September Term, 1893
Mandamus — Duty of Municipality — Riparian Owner — Misjoinder of Parties.
1. Where a statute (section 2751 of The Code) provides that an incorporated town shall regulate the line on deep water in front of the lands of proprietors to enable the latter to erect wharves, etc., thereon, the performance of such duty may be compelled by the courts.
2. Where in an action against a town corporation to compel it to regulate the line of deep water in front of plaintiff's land the complaint alleged that the defendant did undertake to locate the line but that said line did not extend to deep water, nor did it regulate the deep-water line as required by law, a demurrer by defendant that it appears from the complaint that the defendant had fully performed its duty in the premises was properly overruled.
3. The joinder of unnecessary parties is not a ground of demurrer.
ACTION, heard on complaint and demurrer before Bynum, J., at Spring Term, 1893, of CHOWAN.
F. H. Busbee and Grandy Aydlett for plaintiff.
W. D. Pruden for defendants.
The plaintiff, as the owner of a lot of land in the town of Edenton, fronting on Edenton bay, sought by his action to compel the location by the town authorities of the deep-water line in front of his property as provided by section 2751 of The Code. The action was brought against the individual members of the board of councilmen, as well as against the "Board of Councilmen." One allegation of the complaint was as follows:
"That the board of councilmen of said town did on the — day of March, 1888, undertake to locate the said line of deep water in front of the property of plaintiff above described, but that in fact the line so located does not extend to the deep water of Edenton bay, nor does it regulate the deep-water line as required by law, and if plaintiff be precluded from going further than the line so attempted to be fixed, he will not be able to enjoy the use of his riparian rights." (34)
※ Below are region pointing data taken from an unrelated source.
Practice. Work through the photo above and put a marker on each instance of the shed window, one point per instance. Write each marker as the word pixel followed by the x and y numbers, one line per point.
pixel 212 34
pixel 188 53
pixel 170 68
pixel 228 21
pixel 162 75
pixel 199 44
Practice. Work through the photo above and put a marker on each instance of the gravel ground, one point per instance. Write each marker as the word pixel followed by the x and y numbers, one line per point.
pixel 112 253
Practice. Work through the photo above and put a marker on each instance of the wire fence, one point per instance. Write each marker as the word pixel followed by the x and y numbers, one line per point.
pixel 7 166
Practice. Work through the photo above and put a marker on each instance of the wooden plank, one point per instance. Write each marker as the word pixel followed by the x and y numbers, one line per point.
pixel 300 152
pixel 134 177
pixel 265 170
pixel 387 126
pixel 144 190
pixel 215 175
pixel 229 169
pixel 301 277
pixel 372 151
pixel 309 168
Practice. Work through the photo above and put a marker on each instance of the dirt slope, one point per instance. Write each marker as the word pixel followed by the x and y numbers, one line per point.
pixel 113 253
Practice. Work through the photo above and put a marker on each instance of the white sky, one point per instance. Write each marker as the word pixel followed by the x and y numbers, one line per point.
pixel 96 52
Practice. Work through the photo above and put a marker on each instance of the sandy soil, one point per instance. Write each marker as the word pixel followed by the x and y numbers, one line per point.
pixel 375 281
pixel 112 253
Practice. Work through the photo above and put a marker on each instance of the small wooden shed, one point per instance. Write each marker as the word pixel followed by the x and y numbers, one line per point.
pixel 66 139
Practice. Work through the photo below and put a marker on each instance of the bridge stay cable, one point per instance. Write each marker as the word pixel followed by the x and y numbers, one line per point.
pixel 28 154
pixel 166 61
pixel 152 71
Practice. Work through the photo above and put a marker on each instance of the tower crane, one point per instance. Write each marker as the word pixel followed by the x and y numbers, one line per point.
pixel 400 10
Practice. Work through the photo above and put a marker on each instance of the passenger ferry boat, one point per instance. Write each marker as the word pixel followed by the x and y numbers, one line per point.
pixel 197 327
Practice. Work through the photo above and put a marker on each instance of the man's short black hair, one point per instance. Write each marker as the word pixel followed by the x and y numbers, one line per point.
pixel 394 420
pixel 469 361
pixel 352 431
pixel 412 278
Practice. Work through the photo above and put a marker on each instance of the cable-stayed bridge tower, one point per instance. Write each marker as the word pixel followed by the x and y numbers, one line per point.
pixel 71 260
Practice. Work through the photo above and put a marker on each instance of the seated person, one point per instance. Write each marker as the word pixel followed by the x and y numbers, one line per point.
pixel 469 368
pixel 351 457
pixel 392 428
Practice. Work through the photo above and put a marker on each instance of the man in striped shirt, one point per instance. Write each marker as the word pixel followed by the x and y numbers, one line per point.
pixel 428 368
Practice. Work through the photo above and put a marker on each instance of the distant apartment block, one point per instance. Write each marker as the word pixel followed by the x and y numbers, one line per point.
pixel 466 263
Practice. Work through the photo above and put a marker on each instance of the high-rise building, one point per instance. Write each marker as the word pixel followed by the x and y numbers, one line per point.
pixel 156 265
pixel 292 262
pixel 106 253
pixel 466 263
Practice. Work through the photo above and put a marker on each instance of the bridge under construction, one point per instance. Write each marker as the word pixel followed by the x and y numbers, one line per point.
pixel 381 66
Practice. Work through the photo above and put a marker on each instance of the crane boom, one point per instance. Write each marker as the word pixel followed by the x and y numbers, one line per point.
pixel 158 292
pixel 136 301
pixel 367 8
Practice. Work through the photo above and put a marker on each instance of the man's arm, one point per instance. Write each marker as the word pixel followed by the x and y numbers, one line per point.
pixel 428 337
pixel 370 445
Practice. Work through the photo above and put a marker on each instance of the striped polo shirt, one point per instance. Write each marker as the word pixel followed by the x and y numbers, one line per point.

The individual members of the board of councilmen demurred to the complaint on the ground that they as individuals had no connection with the matter, and owed no duty to the plaintiff, while the board of councilmen demurred upon the following grounds:
"1. It appears from complaint that the councilmen of Edenton did in March, 1888, fix the line to which plaintiff might enter, and it does not appear that plaintiff made any objection thereto, but acquiesced in same, until this suit was begun.
"2. It appears the board has regulated the line to which he might enter, and there is no allegation of fraud or collusion.
"3. For that in law these defendants are the judges in regulating said line, and it appears that they have regulated same, and their discretion cannot be controlled by the court."
His Honor overruled the demurrer, inasmuch as the complaint did not allege that the town had regulated the line of deep water, but only that it had undertaken and failed to do so as required by law, and defendants appealed.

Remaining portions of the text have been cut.